I will readily admit that I’m lifting this title from one of the great all-time sports columnists, Bill Lyon, who not long ago retired after writing for the Philadelphia Inquirer for many years. Published every couple of Saturdays, “Sudden Thoughts and Second Thoughts” was something to look forward to, as it provided a delectable mix of miscellaneous observations and reactions. I hope he won’t mind me using it. Here are a few I had recently:

  • Infolust
  • A couple of bloggers mentioned the April 2006 briefing from TrendWatching.com about “Infolust“. It’s a good read, so take a look if you haven’t yet. Your comments on this piece will be appreciated as I’d like to know what other academic librarians are thinking. See if “Infolust” doesn’t describe some of the research behavior you see at your library. The question – or challenge – for academic librarians is how do we respond to users driven by Infolust. While Infolust is certainly about instant information gratification, one observation I make is that Infolust is also about power and empowerment – making users feel empowered. Can academic libraries somehow tap into the user’s Infolust so that we can develop within them an appreciation of satisfying one’s Infolust in the library’s information environment? I know what you’re thinking. The instant gratification factor is not there. But wouldn’t having the ability to master more sophisticated information tools – especially when they can enable you to kick butt on academic research assignments – offer a form of information gratification. That’s something worth thinking about.

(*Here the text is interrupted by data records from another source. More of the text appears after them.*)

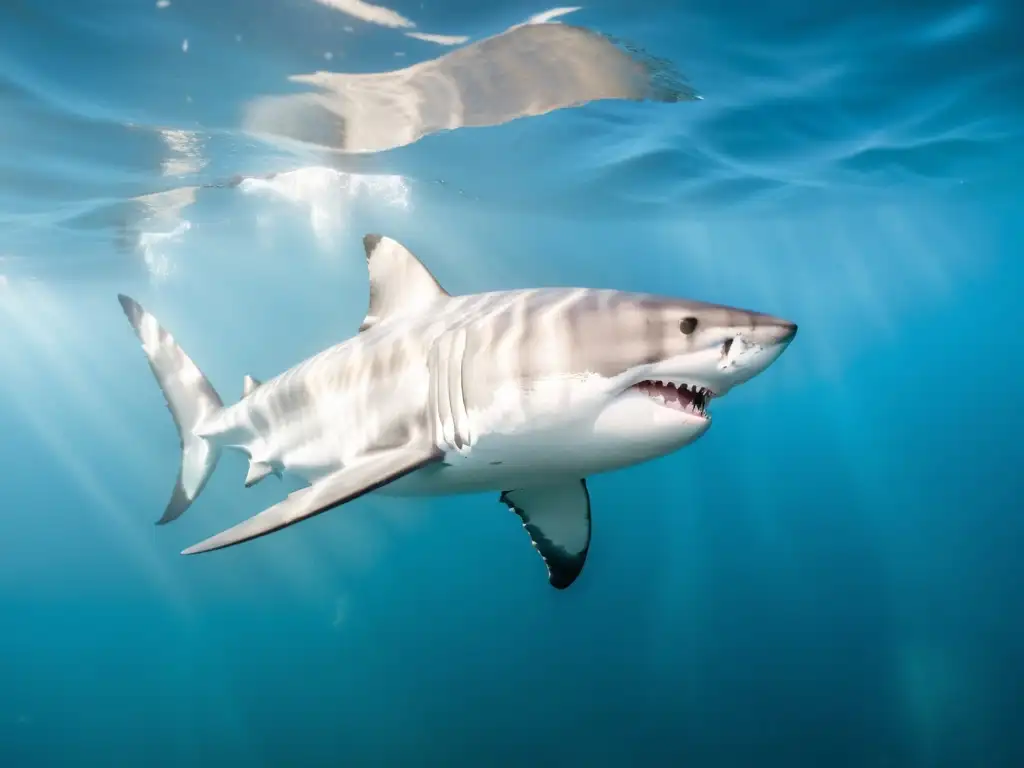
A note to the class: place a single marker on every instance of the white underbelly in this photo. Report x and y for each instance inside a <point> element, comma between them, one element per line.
<point>502,462</point>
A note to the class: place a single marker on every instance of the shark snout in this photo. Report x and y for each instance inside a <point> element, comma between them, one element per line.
<point>781,332</point>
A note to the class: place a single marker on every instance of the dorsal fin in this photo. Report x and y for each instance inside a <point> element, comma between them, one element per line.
<point>398,282</point>
<point>250,385</point>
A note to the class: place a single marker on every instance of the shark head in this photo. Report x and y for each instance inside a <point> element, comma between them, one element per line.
<point>667,361</point>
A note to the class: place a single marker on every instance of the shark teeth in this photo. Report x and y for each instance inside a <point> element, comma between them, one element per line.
<point>692,399</point>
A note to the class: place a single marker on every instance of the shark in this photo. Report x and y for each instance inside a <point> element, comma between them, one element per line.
<point>524,393</point>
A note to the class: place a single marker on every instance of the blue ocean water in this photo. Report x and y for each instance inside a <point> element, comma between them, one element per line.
<point>829,577</point>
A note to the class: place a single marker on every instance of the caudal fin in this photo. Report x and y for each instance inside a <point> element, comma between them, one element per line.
<point>190,399</point>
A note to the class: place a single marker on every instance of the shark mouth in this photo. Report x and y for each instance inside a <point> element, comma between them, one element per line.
<point>692,399</point>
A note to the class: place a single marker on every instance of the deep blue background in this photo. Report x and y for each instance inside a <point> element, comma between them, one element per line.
<point>829,578</point>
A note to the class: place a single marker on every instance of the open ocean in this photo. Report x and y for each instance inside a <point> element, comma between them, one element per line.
<point>832,577</point>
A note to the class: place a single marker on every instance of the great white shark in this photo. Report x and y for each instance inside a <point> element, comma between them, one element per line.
<point>524,392</point>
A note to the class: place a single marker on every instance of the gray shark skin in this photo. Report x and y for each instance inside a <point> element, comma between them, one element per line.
<point>522,392</point>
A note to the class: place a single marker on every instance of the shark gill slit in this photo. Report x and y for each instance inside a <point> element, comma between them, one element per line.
<point>459,412</point>
<point>441,401</point>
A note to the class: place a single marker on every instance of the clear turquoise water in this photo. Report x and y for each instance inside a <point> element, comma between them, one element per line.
<point>829,577</point>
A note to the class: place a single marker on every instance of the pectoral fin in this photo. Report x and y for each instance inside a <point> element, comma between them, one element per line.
<point>331,492</point>
<point>557,518</point>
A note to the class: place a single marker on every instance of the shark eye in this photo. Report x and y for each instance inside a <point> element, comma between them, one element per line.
<point>688,325</point>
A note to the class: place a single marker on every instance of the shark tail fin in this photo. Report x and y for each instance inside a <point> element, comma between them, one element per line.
<point>190,399</point>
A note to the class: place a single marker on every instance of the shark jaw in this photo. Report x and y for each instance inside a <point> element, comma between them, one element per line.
<point>691,399</point>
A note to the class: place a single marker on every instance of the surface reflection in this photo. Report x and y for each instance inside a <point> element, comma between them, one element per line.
<point>528,70</point>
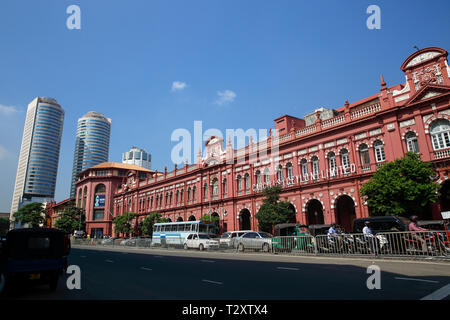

  • Microsoft Academic Search
  • There was a fair amount of blogging and discussion list chatter last week about Microsoft’s big news – a new Academic Search engine. Microsoft will be going head-to-head with Google Scholar. I think I’ve seen no less than five or six librarian bloggers giving their personal reviews, but if you want the basic facts go to Resourceshelf. Since more than a few academic libraries have invested resources in creating connections from within Google Scholar, will they seek to do the same with Academic Search – or choose one over the other? On their well-placed link for librarians Microsoft wastes no time pushing for open URL link resolver connections from within Academic Search. Although the content is rather limited right now, there’s a lot to like. If you haven’t done so yet, take a closer look this week.

  • Who’s a Self-Promoter
  • Just because you blog, does that make you a self-promoter? What about publishing an article in a library journal? Are you just communicating ideas or research with colleagues, or are you out to be an “A-list” academic librarian? These are some of the questions raised by a blog post by Walt Crawford last week. Apparently he had some concerns about a reference to “movers and shakers” (LJ’s annual collection) made by The Shifted Librarian. I won’t rehash what created a fair amount of commentary; you can read Walt’s post for that – which will give you a better sense of why I’m writing about self-promotion. From my perspective the vast majority of academic librarians who simply publish, present, or blog are not self-promoters. If you’re good, others will know it and that may result in some unintended recognition. I think that’s how most folks end up as LJ Movers & Shakers. And like every award handed out in libraryland, there are many deserving folks who are not recognized. So I just linked to a post I wrote a while ago. Am I self-promoting my own writing? What if I link to an article I wrote in a journal? I think I’m just trying to get you read something related to the conversation. You may think I’m trying to broaden my personal sphere of influence. Certainly we all occasionally see evidence of shameless self-promotion in an attempt to obtain speaking engagements, requests to contribute articles, or to broaden one’s reputation in the profession. We have to accept it will happen, and live and let live. If you have a good idea or something worth communicating, share it with ACRLog (like Brian Mathews did – which garnered a few mentions in the LISblogoverse). Don’t let concerns about being accused of shameless self-promotion keep you from communicating ideas or news that could benefit your colleagues. I think most academic librarians have the good sense to know where the line is between enthusiasm for sharing ideas and shameless self-promotion – and to avoid crossing it.